Eine scheinbar überschaubare Aufgabe. Konrad nahm seine Ermittlungen auf, ging dabei auch einigen anderen Kunstdiebstählen nach, und plötzlich gehörten auch der unaufgeklärte Raub eines Feldkruzifixus im Landkreis Pfaffenhofen und ein weiterer Diebstahl aus einer Kapelle bei Erding zu dieser Serie. Je mehr Konrad nachforschte, umso mehr Diebstähle fand er plötzlich, und umso größer wurde sein Aktionsradius. Binnen fünf Wochen hatte sich die einst übersichtliche Ermittlung zu fast hundert Einzelfällen in einem Zeitraum von mehr als vier Jahren ausgewachsen. Das Gebiet seiner Untersuchungen erstreckte sich im Osten bis kurz hinter Deggendorf ins Niederbayrische und im Norden bis Cham.

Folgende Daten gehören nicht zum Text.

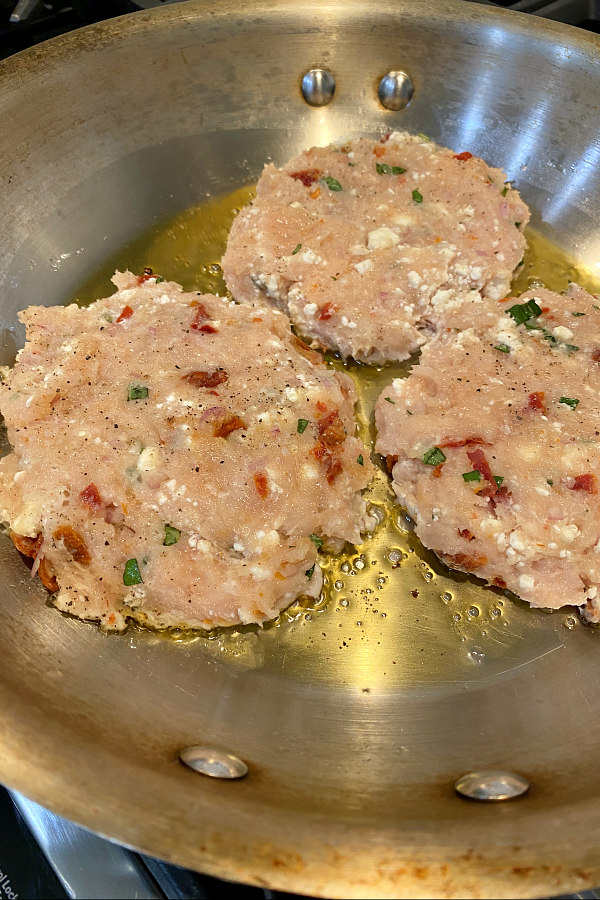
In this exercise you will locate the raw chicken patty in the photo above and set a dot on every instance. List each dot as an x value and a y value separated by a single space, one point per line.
177 459
495 439
363 245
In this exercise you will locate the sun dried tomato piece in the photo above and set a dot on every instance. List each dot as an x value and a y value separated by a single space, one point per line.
480 463
307 176
327 311
390 462
126 313
206 379
224 427
74 543
585 483
466 561
90 497
146 274
25 545
261 484
536 401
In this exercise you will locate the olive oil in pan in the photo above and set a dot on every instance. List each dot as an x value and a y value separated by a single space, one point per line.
391 614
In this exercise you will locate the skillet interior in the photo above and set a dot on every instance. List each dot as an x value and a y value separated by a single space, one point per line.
115 128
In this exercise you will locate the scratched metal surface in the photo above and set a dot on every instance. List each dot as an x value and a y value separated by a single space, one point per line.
353 732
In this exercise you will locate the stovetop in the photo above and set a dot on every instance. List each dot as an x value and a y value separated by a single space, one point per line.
41 854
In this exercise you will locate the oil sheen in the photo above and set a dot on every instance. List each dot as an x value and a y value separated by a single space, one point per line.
391 614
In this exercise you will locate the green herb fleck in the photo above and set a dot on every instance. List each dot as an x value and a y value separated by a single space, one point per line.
433 457
131 573
569 401
172 535
137 392
332 183
522 312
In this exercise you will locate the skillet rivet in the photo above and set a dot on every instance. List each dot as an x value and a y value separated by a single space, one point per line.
214 763
318 87
395 90
491 785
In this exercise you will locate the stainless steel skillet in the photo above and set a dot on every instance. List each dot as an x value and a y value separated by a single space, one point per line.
352 753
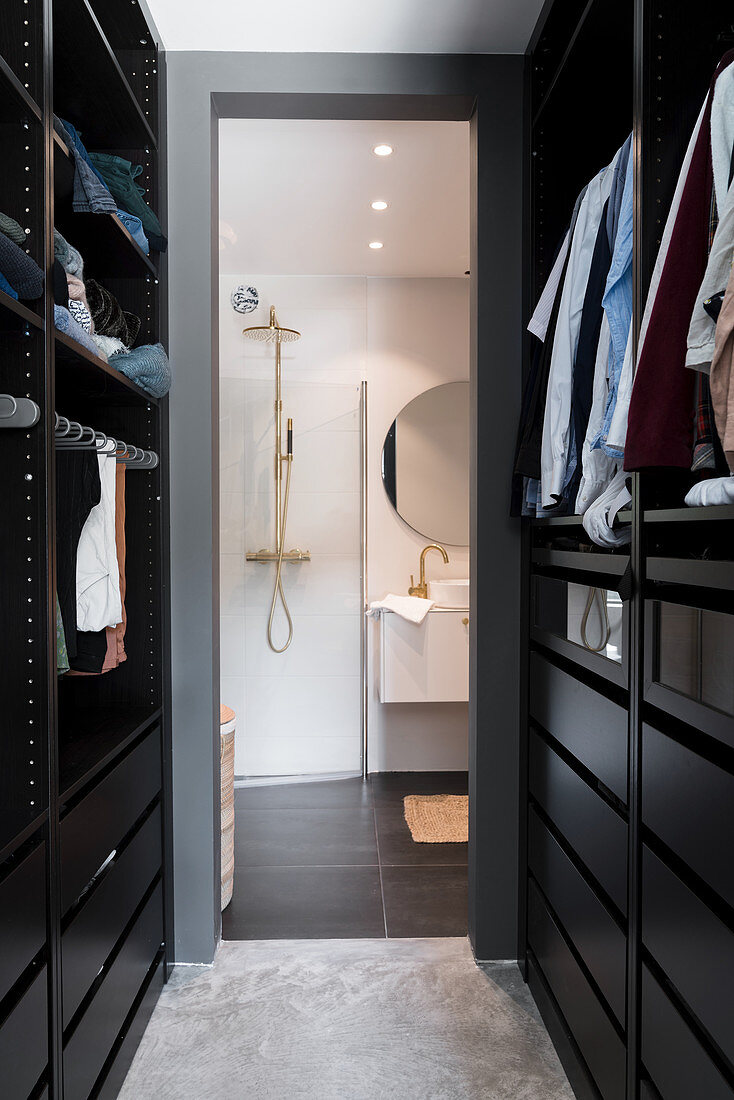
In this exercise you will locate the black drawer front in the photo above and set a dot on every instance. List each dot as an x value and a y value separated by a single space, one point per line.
98 925
596 936
693 947
114 1078
589 725
90 831
591 827
87 1048
679 1066
24 1042
600 1045
22 916
689 803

Der westlichste Diebstahl hatte sich in einer Kapelle bei Memmingen im Allgäu zugetragen, im Süden operierten die Gauner im gesamten Voralpenland zwischen Füssen und dem östlichen Chiemgau. Sehr viele Fälle, sehr viele Ermittler in den verschiedenen Dienststellen, aber immer noch kaum Spuren.
Konrad hatte es immerhin geschafft, dass alle zuständigen Kollegen nicht nur am selben Strang zogen, sondern nun auch in dieselbe Richtung. Sein Engagement hatte allerdings zu etwas geführt, was er nie im Sinn gehabt hatte: Er war nun die zentrale Koordinationsstelle und leitete die Gesamtermittlung, zu der immer noch jeden Monat ein oder zwei Fälle dazukamen.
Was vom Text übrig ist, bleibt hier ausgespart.